Il coro africano della chiesa di Sant’Antonio a Giaffa | Custodia Terrae Sanctae

Il coro africano della chiesa di Sant’Antonio a Giaffa

Ogni venerdì sera, il coro africano si riunisce nella casa di Francis, che ne è il direttore, per preparare i canti da eseguire nella messa delle ore 11.00 del sabato. I coristi sono una dozzina e tra di loro si sono alcune donne indiane del Kerala. Negli anni addietro, la comunità africana cattolica di Giaffa era molto più numerosa di oggi ed il coro aveva un grande numero di partecipanti.

La saletta per le prove non è altro che una camera dell’appartamento che Francis condivide con altri fratelli africani, e che durante il giorno funge da asilo nido per i bambini africani e filippini della zona della stazione centrale di autobus di Tel Aviv. L’asilo è diretto da Charlotte, moglie di Francis.

Un sacchetto di plastica celeste contiene, come si addice ad un coro che si rispetta, le cartelle dei canti, un po’ sgualcite per l’eccessivo uso. Si aspetta l’arrivo di tutti; giungono alla prova di canto dopo sei giorni di duro lavoro, stanchi ma contenti. Si inizia, da buon cristiani, con la preghiera: il Pater, l’Ave Maria ed il Gloria. Non hanno nessun strumento musicale. Francis mantiene il ritmo battendo col palmo della mano destra su un libro che tiene saldamente nella sinistra. I canti vengono eseguiti ad orecchio ed insegnati agli altri membri a forza di cantare e ripeterli con quelli che già li conoscono.

Quando capita un errore o qualche stonatura, Charlotte - che tiene in braccio l’ultimo nato - alza la sua voce acuta di soprano e rimette tutti in riga. È il coro dei poveri; ricco di fede e di gioia.

Le prove finiscono con una semplice preghiera di ringraziamento. Alcuni si fermano per la preghiera comunitaria dei vespri. La maggior parte fa ritorno a casa per la preparazione del pranzo festivo del sabato, e per cucinare e mettere in frigorifero ciò che mangeranno durante tutta la settimana seguente. Infatti il ritmo dei tempi di lavoro dei giorni feriali non permette di preparare ogni giorno il cibo.

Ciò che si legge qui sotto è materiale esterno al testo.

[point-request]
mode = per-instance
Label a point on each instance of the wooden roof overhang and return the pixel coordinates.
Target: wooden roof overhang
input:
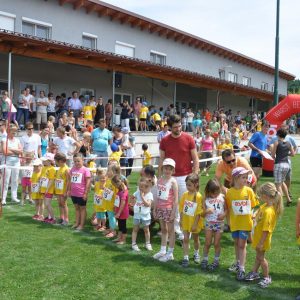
(29, 46)
(134, 20)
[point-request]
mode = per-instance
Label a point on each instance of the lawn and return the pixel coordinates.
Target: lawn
(41, 261)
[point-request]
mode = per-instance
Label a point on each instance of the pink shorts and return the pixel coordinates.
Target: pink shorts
(25, 181)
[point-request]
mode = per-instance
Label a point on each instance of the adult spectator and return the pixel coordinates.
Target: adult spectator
(75, 105)
(31, 142)
(280, 152)
(258, 143)
(165, 131)
(24, 102)
(99, 110)
(12, 149)
(108, 112)
(41, 109)
(228, 163)
(64, 143)
(181, 147)
(101, 139)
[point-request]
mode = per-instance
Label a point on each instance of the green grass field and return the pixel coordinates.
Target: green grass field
(40, 261)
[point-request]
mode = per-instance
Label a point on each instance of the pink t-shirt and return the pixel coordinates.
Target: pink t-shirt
(122, 196)
(165, 194)
(78, 181)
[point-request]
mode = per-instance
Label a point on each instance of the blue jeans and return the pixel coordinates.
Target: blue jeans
(101, 162)
(22, 112)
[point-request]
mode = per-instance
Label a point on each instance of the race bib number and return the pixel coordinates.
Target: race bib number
(76, 178)
(108, 194)
(59, 184)
(97, 200)
(44, 182)
(189, 208)
(117, 201)
(162, 192)
(241, 207)
(35, 187)
(28, 173)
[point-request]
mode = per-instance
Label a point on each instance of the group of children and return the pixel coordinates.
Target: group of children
(158, 200)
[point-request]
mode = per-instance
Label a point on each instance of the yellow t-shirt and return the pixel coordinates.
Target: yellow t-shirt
(190, 208)
(88, 112)
(265, 221)
(35, 186)
(146, 158)
(240, 203)
(48, 173)
(99, 203)
(109, 195)
(61, 180)
(143, 112)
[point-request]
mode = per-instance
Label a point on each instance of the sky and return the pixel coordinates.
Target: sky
(245, 26)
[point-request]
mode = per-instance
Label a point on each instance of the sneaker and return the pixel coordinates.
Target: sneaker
(265, 282)
(252, 276)
(148, 247)
(136, 248)
(184, 263)
(234, 267)
(167, 257)
(197, 258)
(204, 264)
(159, 255)
(214, 265)
(241, 275)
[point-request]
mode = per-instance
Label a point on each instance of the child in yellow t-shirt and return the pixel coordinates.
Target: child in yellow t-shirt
(62, 181)
(35, 190)
(190, 209)
(240, 200)
(47, 185)
(146, 155)
(99, 203)
(266, 219)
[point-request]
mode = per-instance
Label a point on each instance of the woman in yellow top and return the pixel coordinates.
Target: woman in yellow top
(35, 190)
(266, 219)
(240, 200)
(47, 185)
(190, 209)
(99, 203)
(62, 180)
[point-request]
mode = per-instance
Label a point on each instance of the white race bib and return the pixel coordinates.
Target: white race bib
(108, 194)
(44, 182)
(189, 208)
(98, 200)
(76, 177)
(59, 184)
(117, 201)
(241, 207)
(35, 187)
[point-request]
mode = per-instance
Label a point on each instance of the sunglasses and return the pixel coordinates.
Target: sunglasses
(230, 161)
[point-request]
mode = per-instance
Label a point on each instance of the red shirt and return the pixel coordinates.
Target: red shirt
(179, 149)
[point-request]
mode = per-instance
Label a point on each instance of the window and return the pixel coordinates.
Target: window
(232, 77)
(158, 58)
(36, 28)
(264, 86)
(221, 74)
(246, 81)
(89, 40)
(124, 49)
(7, 21)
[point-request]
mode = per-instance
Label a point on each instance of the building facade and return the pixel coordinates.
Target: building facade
(99, 49)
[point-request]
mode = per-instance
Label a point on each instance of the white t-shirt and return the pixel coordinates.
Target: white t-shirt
(140, 210)
(64, 145)
(31, 143)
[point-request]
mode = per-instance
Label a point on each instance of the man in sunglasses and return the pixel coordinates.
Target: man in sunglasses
(228, 163)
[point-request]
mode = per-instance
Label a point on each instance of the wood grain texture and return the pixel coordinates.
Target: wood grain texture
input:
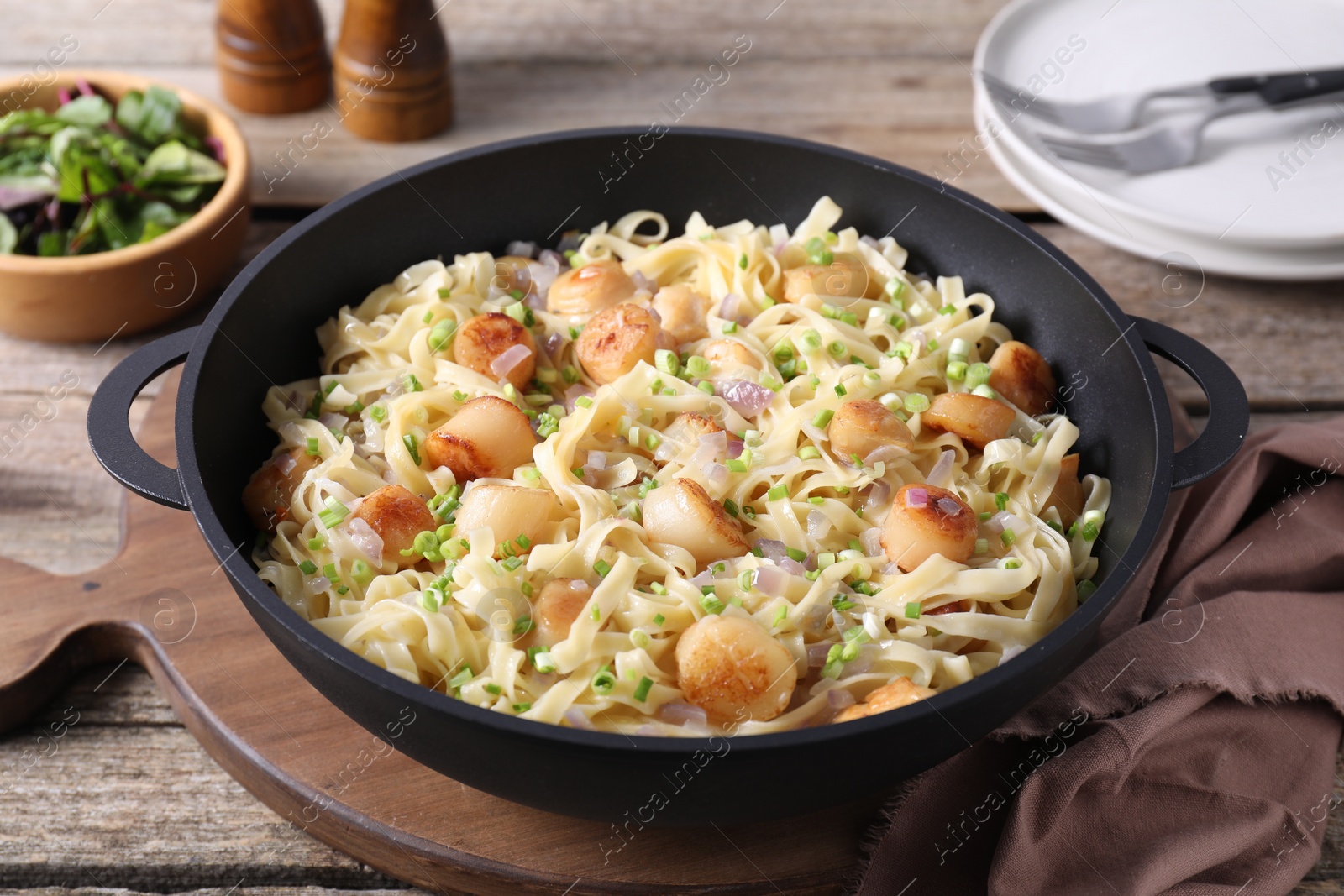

Sabato mattina arrivano in chiesa. I responsabili prepararono i cimbali e il tamburo: quando tutto è pronto i membri della corale vestono l’uniforme del coro con tanto di cappellino. Il coro precede processionalmente il sacerdote e gli accoliti dal fondo della chiesa verso l’altare maggiore, cantando un canto d’ingresso accompagnato dai movimenti di un leggero ritmo di danza africana. Nel frattempo, gli addetti al servizio della chiesa distribuiscono i libretti degli inni, fatti arrivare appositamente dal Ghana, a tutti gli altri fedeli, indiani, europei e filippini. Tutti sono invitati a cantare. Il coro, infatti, desidera animare la liturgia senza togliere ai fedeli il dovere di partecipare al canto.

Veramente questa comunità starebbe ore intere in chiesa ad esprimere il proprio ringraziamento al Signore con inni di gloria! È il sacerdote che decide di limitare un po’ i tempi. La messa dura poco meno di due ore. Ma per questa gente questo è il momento nel quale si sentono completamente liberi e figli di un Padre buono che li ama sul serio! La liturgia si svolge nel migliore dei modi. Al termine della messa il coro accompagna il sacerdote fino nella sagrestia, dove riceve dal sacerdote una bella benedizione accompagnata da parole di ringraziamento e d’incoraggiamento. Tutti poi tornano a casa felici e contenti per aver un servizio al Signore ed alla Chiesa.